Zepyhrus opened this issue 6 years ago · 4 comments

"""
time cost in average1.144 pnet 1.144 rnet 0.000 onet 0.000
boxes length: 12880
finish detecting
save_path is :
../images/no_LM12/RNet
Killed
"""

Hi mate, thanks for your open-source, brilliant work. I got this issue when I was generating training examples for RNet.

I'm using:

tensorflow-gpu==1.12.0;
GPU: Nvidia Quodra P2000, 5G;
Python == 3.6.8;
Ubuntu 18.04;

Any idea of this? May this be related to OOM or how may I solve it?

Answer 1 · 2019-05-25T11:17:17.000Z

This is so frustrating, each time the test part takes around 3 hours and got killed during the pickle.dump steps, is it because of the huge size of detections, which is generated from mtcnn_detector.detect_face(test_data)?

Answer 2 · 2019-06-05T09:27:51.000Z

Problem solved. This is what the author doing: Load images from disk explicitly -> generate the boxes (At this time, all the boxes are cached in memory) -> dump boxes to hard disk for the convenience of debugging -> restore the dumped pickle file for future hard example images saving.

It is so hard to believe that someone would save a intermediate variable to disk just for debugging...
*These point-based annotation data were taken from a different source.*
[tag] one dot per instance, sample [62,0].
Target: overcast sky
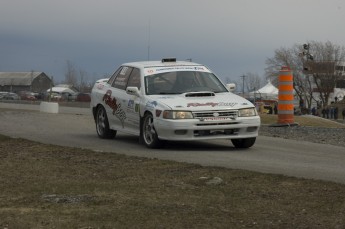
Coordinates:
[231,37]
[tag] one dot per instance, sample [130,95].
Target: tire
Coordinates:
[148,133]
[243,143]
[102,124]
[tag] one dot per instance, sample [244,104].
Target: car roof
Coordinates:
[153,64]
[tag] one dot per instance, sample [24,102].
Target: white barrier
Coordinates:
[49,107]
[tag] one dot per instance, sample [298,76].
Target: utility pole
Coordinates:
[243,77]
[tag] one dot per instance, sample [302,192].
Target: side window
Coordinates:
[112,78]
[134,79]
[121,78]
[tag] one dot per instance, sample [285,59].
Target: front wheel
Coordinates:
[149,134]
[102,124]
[243,143]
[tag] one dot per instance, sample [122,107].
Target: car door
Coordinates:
[132,109]
[116,99]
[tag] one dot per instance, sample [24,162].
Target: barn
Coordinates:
[25,81]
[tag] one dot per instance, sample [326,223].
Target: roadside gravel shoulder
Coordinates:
[332,136]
Answer 3 · 2019-07-20T04:15:43.000Z

@Zepyhrus Hey I'm sorry to borther you , but I'm facing the same problem , and I don't know how to fix it , can you please tell me what I should do to solve it ? Thank you so much

Answer 4 · 2019-08-24T02:15:00.000Z

@yaoyao14 Hi, here is the thing, hope this still helps:

you actually don't need to fix it, this is not the right way to write a pipeline as I mentioned above;
If you still want to use the author's pipeline without bugs, you can concatenate box-generating and examples saving together, getting rid of the dump process (or just use some other format, like .csv, instead of .pickle), this is what i did.